VLBI properties of compact interplanetary scintillators detected by the Murchison Widefield Array

TL;DR

This study demonstrates that interplanetary scintillation (IPS) combined with VLBI observations effectively identifies compact radio sources, revealing correlations between compactness and scintillation strength, and offers a time-efficient alternative to high-resolution imaging.

Contribution

It provides the first systematic analysis linking IPS-detected sources with VLBI measurements, establishing a correlation between compactness and scintillation index for non-blazar sources.

Findings

Strong correlation between VLBI compactness index and scintillation index in non-blazar sources.

Blazars exhibit high compactness and high scintillation, confirming their known compact nature.

IPS can efficiently identify compact radio sources without extensive high-resolution imaging.

Abstract

Interplanetary scintillation (IPS) provides an approach for identifying the presence of sub-arcsec structures in radio sources, and very long baseline interferometry (VLBI) technique can help verify whether the IPS sources have fine structures on milli-arcsec (mas) scales. We searched the available VLBI archive for the 244 IPS sources detected by the Murchison Widefield Array at 162~MHz and found 63 cross-matches.
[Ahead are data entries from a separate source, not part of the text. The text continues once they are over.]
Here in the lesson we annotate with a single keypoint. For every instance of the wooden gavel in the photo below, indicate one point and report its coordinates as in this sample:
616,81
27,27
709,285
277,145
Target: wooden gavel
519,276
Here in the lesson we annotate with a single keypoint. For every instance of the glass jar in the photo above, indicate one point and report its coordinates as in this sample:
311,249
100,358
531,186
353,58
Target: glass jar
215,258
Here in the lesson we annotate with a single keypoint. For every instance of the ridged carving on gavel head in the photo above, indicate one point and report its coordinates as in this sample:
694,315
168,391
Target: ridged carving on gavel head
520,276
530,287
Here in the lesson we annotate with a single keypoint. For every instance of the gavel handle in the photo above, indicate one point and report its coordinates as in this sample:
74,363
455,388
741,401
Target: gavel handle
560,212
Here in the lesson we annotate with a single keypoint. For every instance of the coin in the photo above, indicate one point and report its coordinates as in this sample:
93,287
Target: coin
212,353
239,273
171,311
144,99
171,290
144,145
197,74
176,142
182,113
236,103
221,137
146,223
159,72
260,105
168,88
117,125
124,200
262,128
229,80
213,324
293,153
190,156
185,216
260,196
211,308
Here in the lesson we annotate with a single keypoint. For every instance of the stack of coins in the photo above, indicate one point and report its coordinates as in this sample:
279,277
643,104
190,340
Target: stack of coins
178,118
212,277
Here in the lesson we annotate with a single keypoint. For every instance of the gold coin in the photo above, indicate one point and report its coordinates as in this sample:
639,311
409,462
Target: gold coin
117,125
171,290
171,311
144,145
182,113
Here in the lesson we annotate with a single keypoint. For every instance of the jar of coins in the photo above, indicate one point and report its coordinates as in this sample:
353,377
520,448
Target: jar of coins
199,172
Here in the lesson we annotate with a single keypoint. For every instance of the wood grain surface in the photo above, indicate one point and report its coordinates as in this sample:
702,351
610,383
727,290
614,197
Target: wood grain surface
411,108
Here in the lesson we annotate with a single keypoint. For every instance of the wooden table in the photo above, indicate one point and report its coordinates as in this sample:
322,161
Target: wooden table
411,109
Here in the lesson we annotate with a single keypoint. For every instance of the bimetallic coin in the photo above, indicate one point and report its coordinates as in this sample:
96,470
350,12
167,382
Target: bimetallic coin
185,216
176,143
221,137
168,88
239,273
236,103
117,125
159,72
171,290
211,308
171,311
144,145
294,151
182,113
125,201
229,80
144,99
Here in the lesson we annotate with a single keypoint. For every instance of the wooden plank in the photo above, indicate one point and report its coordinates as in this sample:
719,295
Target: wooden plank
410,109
We analysed the VLBI data of the 63 sources and characterised the compactness index in terms of the ratio $R$ of the VLBI-measured flux density at 4.3~GHz to the flux density estimated using the Very Large Array Sky Survey (VLASS) at 3~GHz and NRAO VLA Sky Survey (NVSS) at 1.4~GHz ($S_{\rm VLBI}/S_{\rm SA}$). Eleven sources are identified as blazars according to their flat spectra and strong variability. They show high compactness indices with $R>0.4$, compact core-jet structure, and a broad distribution of normalised scintillation index (NSI). Other sources show diverse morphologies (compact core, core and one-sided jet, core and two-sided jets), but there is a correlation between $R$ and NSI with a correlation coefficient $r=0.47$. A similar $R$--NSI correlation is found in sources showing single steep power-law or convex spectra. After excluding blazars (which are already known to be compact sources) from the VLBI-detected IPS sources, a strong correlation is found between the compactness and scintillation index of the remaining samples, indicating that stronger scintillating sources are more compact. This pilot study shows that IPS offers a convenient method to identify compact radio sources without the need to invoke high-resolution imaging observations, which often require significant observational time.